Which Tax Year Should End-of-Year Employee Paychecks Be In?

Category: tax

Taxes on year-end employee paychecks can get confusing. If you pay your staff on January 4, 2019, for work done the last week of December 2018, is that amount taxable in the year of the work or the year of the paycheck? Learn how to determine which tax year end-of-year employee paychecks should be in.

Paycheck Date Rules

In most cases, even if the work was done and pay earned in a different year, the paycheck date rules. For instance, if the paycheck was dated and available to employees in January 2019 but not December 2018, the gross pay is taxable in 2019. In contrast, if the paycheck was dated and available to employees in December 2018, the pay is taxable in 2018 whether or not the employee received the check.

Constructive Receipt

If a paycheck is made available to an employee before the end of the year, such as through direct deposit, the pay is taxable in that year.
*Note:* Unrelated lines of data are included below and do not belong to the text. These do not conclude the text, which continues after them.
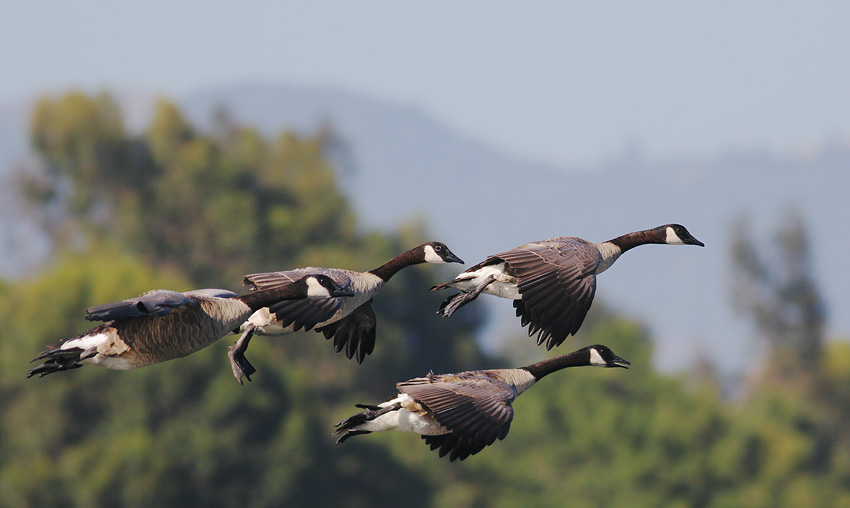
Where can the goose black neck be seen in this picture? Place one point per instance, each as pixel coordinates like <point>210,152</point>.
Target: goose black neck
<point>543,368</point>
<point>259,299</point>
<point>631,240</point>
<point>407,258</point>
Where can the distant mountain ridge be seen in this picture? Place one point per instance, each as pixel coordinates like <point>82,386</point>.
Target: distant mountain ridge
<point>407,164</point>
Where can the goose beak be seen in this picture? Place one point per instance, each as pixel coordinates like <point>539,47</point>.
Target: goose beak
<point>692,241</point>
<point>619,362</point>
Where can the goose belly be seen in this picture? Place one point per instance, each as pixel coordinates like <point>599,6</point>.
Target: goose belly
<point>504,285</point>
<point>111,351</point>
<point>404,420</point>
<point>266,323</point>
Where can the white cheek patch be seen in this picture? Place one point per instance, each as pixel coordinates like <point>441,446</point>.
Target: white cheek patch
<point>596,358</point>
<point>673,238</point>
<point>431,255</point>
<point>316,290</point>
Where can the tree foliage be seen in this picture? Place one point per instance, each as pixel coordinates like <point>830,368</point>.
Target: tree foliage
<point>178,208</point>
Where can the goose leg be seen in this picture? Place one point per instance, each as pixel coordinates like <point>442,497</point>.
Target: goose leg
<point>454,302</point>
<point>238,363</point>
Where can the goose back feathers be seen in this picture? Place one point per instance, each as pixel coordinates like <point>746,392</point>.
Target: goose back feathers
<point>162,325</point>
<point>460,414</point>
<point>552,282</point>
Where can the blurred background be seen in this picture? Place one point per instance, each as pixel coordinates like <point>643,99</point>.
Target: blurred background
<point>181,145</point>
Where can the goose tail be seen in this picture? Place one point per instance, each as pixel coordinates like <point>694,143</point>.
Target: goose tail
<point>55,359</point>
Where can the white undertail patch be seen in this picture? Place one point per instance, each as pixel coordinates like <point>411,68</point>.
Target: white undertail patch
<point>316,289</point>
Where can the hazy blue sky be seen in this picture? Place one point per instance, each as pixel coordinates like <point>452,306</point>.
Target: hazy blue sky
<point>565,82</point>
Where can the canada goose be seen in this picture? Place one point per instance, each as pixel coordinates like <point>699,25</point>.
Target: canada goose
<point>552,282</point>
<point>462,413</point>
<point>162,325</point>
<point>352,325</point>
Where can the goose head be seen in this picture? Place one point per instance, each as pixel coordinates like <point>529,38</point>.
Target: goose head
<point>602,356</point>
<point>676,234</point>
<point>437,252</point>
<point>322,286</point>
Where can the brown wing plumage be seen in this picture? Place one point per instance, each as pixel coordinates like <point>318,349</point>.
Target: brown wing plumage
<point>557,282</point>
<point>474,407</point>
<point>355,332</point>
<point>303,313</point>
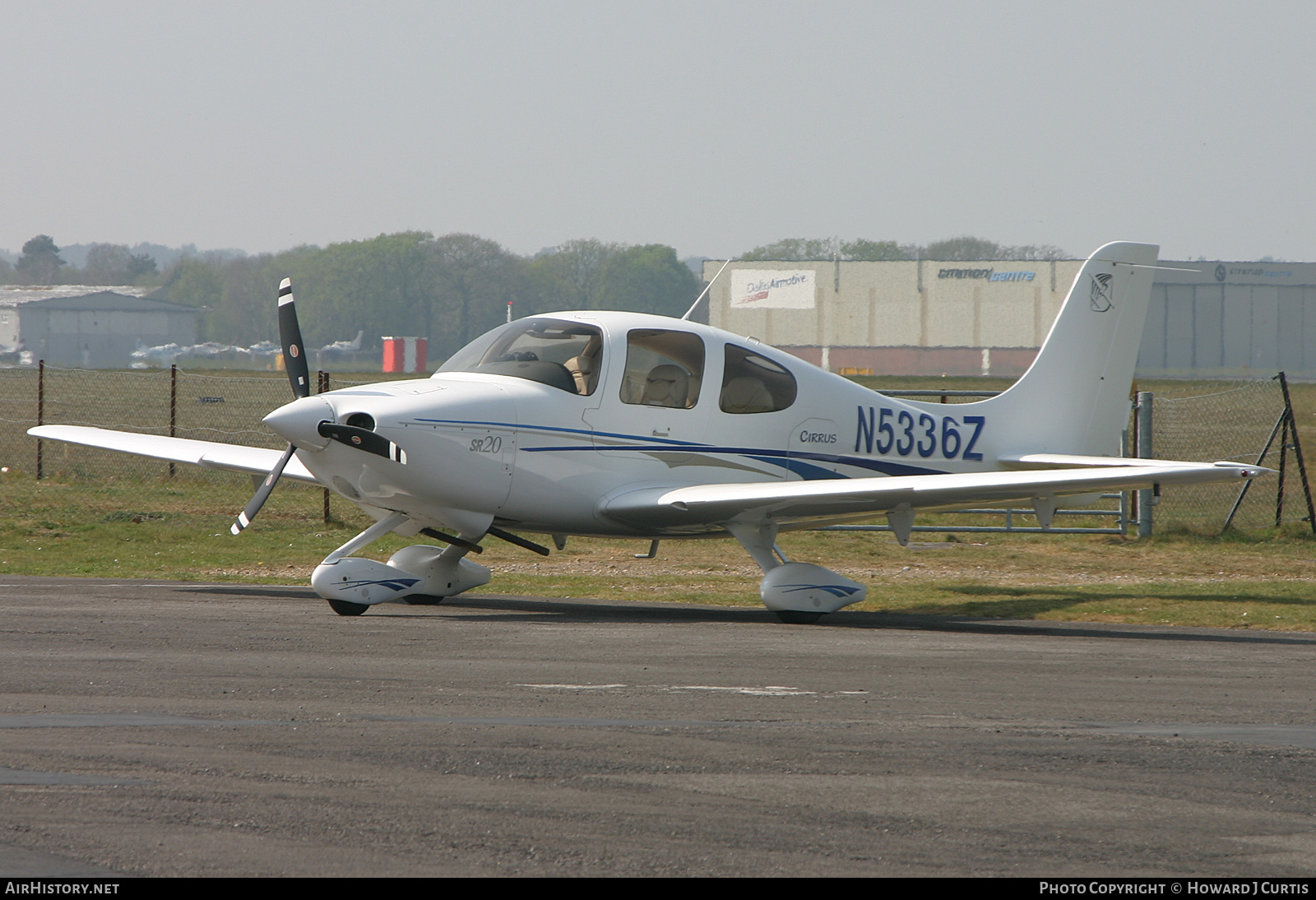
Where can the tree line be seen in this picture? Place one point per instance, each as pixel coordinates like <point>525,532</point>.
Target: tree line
<point>447,289</point>
<point>451,289</point>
This rule applies even if the check stub is dated in the following year. Because the IRS considers constructive receipt to be when the employee has their paycheck and can control it, the income is taxable that year. Keep in mind that if an employee receives a check in the mail postdated for the following year, the check is not cashable until the date. As a result, the income would be taxable the following year. 

Constructive Receipt and W-2 Forms

Constructive receipt affects the information you provide employees on W-2 Forms about their pay and amounts withheld for federal income taxes, social security and Medicare. The last paycheck dated in December is included in that year’s W-2 earnings. The first paycheck in January is included in the new year’s W-2 earnings. After you prepare those forms, you must send them to your employees and the Social Security Administration by January 31. Be sure you properly account for the last paycheck of the year to withhold and report the proper amount of taxes.

Importance of Paycheck Year

The year a paycheck is dated affects the employee’s taxable income. For instance, if a pay period ends before the start of the new year, a few days in the previous year will be paid in the next year. If the pay period ends after the end of the year, there will be additional days in the next year’s pay. This is important if an employee received a significant year-end bonus, for example, as it may affect their tax rate. Also, if the year had an additional pay period, employees may appear to receive an extra paycheck. Letting staff know about the difference before paying them allows time for employees to alter their W-4 and increase withholding from that paycheck.